Simple can be smart, and this indie puzzle game is simply gorgeous to boot. Play as a little monster who just wants to build bunches of snowmen (and snowwomen!) by solving clever, tightly designed levels with rich atmosphere that will suck you in no matter what the weather is like outside. Also for iOS and Android!
I think we should have some bonding time. Chemical bonding, that is. In the clever chemical puzzler Sokobond, you're given a handful of atoms and the task of them joining them all by pushing and chaining them together. Like Sokoban puzzles you might be familiar with, you don't have much space to do it all in, so you've got to use the splitters, bonders, and rotators provided. Even if you don't give a hoot for chemistry, Sokobond is still a very accessible puzzle with easy-to-learn rules and an enjoyably element-ary design.

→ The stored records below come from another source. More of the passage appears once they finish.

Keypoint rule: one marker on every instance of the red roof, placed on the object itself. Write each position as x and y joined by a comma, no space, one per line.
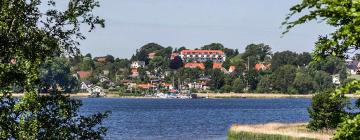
84,74
217,65
202,51
145,86
195,65
173,55
260,66
151,55
232,68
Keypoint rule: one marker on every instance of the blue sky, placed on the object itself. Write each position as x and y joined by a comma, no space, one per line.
193,23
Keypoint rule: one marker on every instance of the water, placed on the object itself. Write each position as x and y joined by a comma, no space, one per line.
191,119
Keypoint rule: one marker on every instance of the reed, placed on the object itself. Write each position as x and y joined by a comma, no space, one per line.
276,131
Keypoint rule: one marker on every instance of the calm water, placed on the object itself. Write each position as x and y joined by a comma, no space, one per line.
191,119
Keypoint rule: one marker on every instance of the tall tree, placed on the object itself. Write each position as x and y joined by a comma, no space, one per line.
28,37
344,15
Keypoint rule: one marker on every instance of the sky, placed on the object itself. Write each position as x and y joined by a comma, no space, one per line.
131,24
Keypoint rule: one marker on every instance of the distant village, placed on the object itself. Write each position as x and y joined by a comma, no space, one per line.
211,68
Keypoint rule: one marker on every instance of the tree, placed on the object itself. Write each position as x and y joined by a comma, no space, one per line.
326,111
217,79
238,85
28,37
87,64
56,74
344,16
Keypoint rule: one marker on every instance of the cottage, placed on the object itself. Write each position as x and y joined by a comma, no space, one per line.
195,65
83,74
203,55
137,64
151,55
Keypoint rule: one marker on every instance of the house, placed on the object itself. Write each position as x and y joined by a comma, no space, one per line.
134,72
101,59
151,55
146,86
203,55
261,66
336,79
195,65
137,64
232,69
217,65
173,55
83,74
106,72
167,86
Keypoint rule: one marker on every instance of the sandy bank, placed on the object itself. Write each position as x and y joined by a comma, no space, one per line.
298,130
260,95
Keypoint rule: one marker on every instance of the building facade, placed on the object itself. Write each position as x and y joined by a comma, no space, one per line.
203,56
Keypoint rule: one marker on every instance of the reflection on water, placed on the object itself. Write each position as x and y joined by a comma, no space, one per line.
191,119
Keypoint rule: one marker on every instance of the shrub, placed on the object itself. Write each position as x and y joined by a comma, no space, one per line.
326,111
349,130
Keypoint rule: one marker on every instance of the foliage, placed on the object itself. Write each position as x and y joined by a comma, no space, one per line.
326,111
349,129
56,118
56,74
28,37
264,85
176,63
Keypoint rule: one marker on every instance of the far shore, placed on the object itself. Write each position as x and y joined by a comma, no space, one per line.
296,131
206,95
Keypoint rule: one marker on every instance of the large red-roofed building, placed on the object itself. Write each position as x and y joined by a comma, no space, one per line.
203,55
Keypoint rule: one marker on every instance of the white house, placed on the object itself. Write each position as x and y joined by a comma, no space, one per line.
137,64
336,79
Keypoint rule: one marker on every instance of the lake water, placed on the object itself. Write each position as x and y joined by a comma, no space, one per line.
157,119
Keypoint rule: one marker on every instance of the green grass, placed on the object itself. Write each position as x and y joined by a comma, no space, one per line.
258,136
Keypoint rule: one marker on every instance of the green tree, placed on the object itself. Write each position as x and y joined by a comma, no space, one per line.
28,37
213,46
265,84
326,111
344,16
217,79
56,73
87,64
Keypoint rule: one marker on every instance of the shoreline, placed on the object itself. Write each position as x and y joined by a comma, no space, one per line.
277,130
206,95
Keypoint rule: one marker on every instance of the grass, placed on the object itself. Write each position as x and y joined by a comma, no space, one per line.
275,131
258,136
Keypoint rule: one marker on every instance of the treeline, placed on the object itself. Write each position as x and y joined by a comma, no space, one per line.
257,69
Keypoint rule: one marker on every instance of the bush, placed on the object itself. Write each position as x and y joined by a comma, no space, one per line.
326,111
349,130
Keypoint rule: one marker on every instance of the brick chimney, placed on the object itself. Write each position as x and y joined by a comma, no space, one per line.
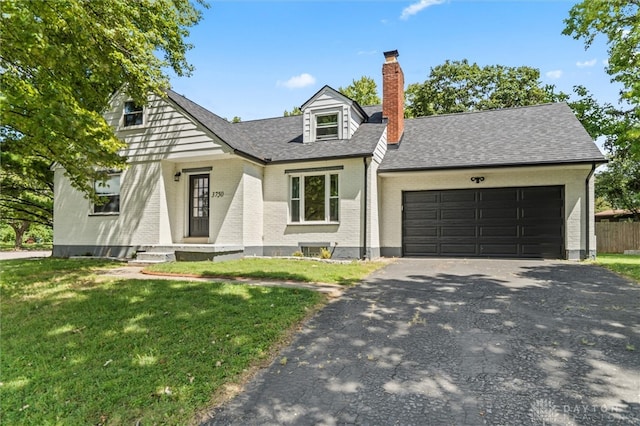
393,97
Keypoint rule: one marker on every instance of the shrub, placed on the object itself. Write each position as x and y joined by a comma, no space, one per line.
325,253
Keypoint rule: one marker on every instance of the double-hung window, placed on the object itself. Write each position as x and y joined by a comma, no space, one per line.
133,114
108,192
315,198
327,126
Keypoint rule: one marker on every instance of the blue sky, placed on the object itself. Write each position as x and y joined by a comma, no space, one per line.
254,59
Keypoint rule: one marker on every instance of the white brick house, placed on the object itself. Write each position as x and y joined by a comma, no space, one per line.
360,181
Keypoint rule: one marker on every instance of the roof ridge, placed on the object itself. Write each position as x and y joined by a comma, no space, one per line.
486,111
233,144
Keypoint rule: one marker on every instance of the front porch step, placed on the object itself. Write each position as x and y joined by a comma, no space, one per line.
154,257
187,252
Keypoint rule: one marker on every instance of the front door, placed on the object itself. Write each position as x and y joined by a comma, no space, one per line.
199,205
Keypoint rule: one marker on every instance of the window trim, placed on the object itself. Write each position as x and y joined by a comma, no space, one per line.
141,111
300,199
324,113
118,194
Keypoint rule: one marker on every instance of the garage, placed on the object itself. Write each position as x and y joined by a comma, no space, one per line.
489,222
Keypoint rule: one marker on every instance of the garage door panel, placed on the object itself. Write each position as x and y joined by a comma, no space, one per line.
492,222
542,193
457,197
542,231
457,213
422,197
421,232
458,231
502,250
498,195
498,213
424,249
499,231
541,250
461,248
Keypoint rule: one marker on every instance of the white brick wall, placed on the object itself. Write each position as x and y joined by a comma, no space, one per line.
572,177
137,223
276,207
253,211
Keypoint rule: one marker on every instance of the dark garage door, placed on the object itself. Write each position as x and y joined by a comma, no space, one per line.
496,222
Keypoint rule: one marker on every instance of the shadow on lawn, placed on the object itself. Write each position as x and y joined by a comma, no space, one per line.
535,343
79,352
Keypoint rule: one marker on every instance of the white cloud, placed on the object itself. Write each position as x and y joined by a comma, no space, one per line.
417,7
586,63
298,81
555,74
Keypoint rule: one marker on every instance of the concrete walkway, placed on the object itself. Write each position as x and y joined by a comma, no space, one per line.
24,254
460,342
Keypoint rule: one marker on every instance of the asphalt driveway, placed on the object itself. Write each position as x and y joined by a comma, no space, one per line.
460,342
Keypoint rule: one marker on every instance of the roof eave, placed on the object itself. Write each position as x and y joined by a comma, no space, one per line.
492,166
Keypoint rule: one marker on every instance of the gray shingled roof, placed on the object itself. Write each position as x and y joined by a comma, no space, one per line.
541,134
230,134
280,139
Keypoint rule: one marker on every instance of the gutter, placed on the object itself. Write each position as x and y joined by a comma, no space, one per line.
587,248
492,166
364,238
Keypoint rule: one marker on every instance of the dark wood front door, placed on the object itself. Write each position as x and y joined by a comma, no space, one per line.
199,205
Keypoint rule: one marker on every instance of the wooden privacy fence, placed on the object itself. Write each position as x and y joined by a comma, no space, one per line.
616,237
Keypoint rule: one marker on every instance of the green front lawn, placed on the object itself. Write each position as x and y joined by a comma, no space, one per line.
25,246
624,264
274,269
77,350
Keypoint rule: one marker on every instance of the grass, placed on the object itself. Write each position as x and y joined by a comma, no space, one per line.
26,247
78,350
274,269
624,264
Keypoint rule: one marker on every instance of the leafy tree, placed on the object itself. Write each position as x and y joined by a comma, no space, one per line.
294,111
363,91
458,86
619,22
619,184
62,61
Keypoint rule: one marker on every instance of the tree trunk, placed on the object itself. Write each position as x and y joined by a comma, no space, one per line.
20,228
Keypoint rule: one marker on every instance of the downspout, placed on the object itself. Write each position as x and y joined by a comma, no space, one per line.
587,213
364,239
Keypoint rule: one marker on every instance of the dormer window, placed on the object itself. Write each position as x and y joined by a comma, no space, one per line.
327,126
133,114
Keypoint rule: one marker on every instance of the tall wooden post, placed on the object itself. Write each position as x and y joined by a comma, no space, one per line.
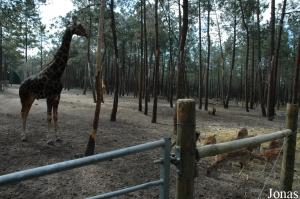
287,168
186,141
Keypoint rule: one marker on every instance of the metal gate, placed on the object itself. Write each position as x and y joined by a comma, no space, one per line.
163,182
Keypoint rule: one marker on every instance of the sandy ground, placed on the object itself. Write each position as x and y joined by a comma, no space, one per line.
132,127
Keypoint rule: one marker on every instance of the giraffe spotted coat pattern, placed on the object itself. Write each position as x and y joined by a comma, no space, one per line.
47,83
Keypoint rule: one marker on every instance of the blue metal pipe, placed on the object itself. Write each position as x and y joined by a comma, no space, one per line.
71,164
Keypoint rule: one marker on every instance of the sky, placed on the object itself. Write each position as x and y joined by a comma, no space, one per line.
48,12
53,9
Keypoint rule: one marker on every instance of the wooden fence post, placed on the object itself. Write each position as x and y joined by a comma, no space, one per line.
289,148
186,140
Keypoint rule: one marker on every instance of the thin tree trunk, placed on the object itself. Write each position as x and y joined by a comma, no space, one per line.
172,68
222,82
270,91
260,71
86,70
232,59
208,57
247,57
100,57
116,91
274,66
296,78
180,65
1,46
200,84
146,62
157,57
252,91
141,82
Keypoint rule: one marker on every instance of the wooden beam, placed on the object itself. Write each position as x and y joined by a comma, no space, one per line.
215,149
186,140
289,149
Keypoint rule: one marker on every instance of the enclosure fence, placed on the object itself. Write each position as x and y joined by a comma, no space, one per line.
186,144
185,157
163,182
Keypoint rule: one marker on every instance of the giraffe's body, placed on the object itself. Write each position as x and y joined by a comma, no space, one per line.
47,83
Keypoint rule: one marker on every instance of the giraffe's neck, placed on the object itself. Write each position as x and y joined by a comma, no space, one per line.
61,57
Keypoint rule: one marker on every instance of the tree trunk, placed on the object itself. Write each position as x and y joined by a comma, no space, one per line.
260,71
208,58
222,82
1,61
271,92
180,65
274,66
146,62
200,78
116,91
172,68
247,58
252,91
86,70
296,77
232,60
99,61
141,81
157,57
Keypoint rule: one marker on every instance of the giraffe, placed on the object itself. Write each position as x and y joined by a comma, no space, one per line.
47,83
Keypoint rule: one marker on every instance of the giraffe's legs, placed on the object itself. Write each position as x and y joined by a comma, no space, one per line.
55,118
49,118
26,105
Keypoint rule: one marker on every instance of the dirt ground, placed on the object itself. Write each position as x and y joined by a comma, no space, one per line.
132,127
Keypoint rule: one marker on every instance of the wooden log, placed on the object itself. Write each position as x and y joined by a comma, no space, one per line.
289,148
225,147
186,140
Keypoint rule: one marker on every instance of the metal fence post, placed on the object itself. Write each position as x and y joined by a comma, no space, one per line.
165,169
289,149
186,139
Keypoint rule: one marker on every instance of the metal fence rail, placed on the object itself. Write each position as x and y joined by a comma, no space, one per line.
225,147
163,182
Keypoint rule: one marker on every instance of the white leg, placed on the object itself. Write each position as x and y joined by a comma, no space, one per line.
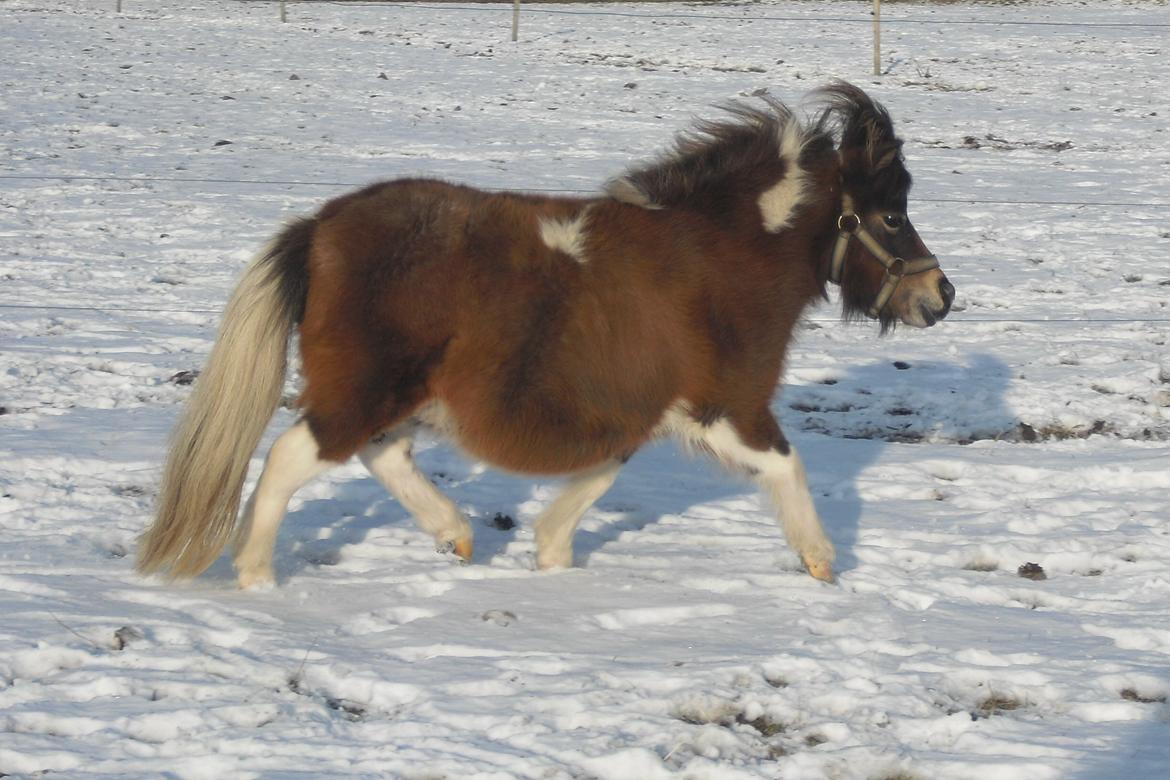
291,462
389,458
555,527
783,477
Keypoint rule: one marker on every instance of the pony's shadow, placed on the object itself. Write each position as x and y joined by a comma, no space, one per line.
841,426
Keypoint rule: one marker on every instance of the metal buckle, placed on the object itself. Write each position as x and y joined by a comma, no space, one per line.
854,228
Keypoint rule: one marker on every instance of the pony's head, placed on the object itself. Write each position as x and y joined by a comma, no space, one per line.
883,268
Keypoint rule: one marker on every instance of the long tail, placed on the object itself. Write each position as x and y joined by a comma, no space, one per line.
227,413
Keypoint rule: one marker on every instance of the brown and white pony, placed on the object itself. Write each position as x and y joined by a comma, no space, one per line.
550,336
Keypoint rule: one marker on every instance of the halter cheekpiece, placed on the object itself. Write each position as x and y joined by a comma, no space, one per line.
850,226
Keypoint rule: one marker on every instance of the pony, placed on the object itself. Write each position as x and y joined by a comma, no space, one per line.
550,335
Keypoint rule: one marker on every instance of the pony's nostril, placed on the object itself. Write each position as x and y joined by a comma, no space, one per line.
947,290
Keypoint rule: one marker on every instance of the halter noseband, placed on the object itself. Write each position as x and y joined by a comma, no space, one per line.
850,226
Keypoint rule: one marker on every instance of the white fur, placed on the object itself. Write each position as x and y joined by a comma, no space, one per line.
625,191
389,458
291,462
782,476
556,525
225,418
778,204
566,235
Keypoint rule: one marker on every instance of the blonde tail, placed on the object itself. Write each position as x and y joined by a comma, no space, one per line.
227,413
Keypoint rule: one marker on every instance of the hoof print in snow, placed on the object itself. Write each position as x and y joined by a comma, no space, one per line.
1131,695
1032,572
502,522
996,704
499,616
348,710
125,635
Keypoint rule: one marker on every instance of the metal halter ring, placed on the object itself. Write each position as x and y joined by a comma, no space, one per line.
840,223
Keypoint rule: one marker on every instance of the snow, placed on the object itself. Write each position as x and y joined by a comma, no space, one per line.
1032,426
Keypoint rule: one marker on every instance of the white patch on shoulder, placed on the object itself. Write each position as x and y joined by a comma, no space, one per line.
624,191
778,204
566,235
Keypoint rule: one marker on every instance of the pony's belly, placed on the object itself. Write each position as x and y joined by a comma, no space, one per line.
521,444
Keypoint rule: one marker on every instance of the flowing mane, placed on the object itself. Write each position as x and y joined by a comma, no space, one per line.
717,154
550,335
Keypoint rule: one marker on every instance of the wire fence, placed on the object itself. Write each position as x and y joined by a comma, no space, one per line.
596,12
864,19
563,191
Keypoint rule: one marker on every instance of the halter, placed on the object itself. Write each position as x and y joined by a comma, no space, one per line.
850,226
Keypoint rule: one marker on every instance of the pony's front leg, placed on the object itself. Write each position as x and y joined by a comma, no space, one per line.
776,467
555,527
291,462
389,458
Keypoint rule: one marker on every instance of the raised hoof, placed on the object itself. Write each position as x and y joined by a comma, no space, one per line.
460,547
820,570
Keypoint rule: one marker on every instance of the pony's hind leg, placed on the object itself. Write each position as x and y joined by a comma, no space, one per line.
775,464
389,458
291,462
555,527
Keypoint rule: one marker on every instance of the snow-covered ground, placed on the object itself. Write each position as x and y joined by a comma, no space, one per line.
146,156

Wanna see a crazy experiment in game design? Experiment 12 is a collaborative game created by twelve developers, with each level building on the story set by the previous ones. You wake up in a testing chamber, but it's hard to tell where you'll be headed from there, as each level chapter introduces a new puzzle or platform element for you to tackle.
BRICK[bricksmash]SMASH is a bunch of tiny Breakout clones within a Breakout clone: each time your ball hits a brick, it spawns a tiny ball inside the brick it hits. Once each brick runs out of tiny bricks, it disappears and the balls inside the brick are set free. Don't try this with real bricks or you'll end up warping reality. (Try it on the computer instead, and you make a rainbow!)
Interactive art has a reputation for being light on the challenge, but These Robotic Hearts of Mine, a puzzle game by Alan Hazelden definitely shows that it doesn't have to be. It's a simple game of gears and direction... one that I would love to see re-created in the physical space of a gallery. However, each solution presents another line in a story of technology, hearts and heartbreak. The puzzles alone would be fine, and the elegy is affecting. However, the combination fits like one hand into another.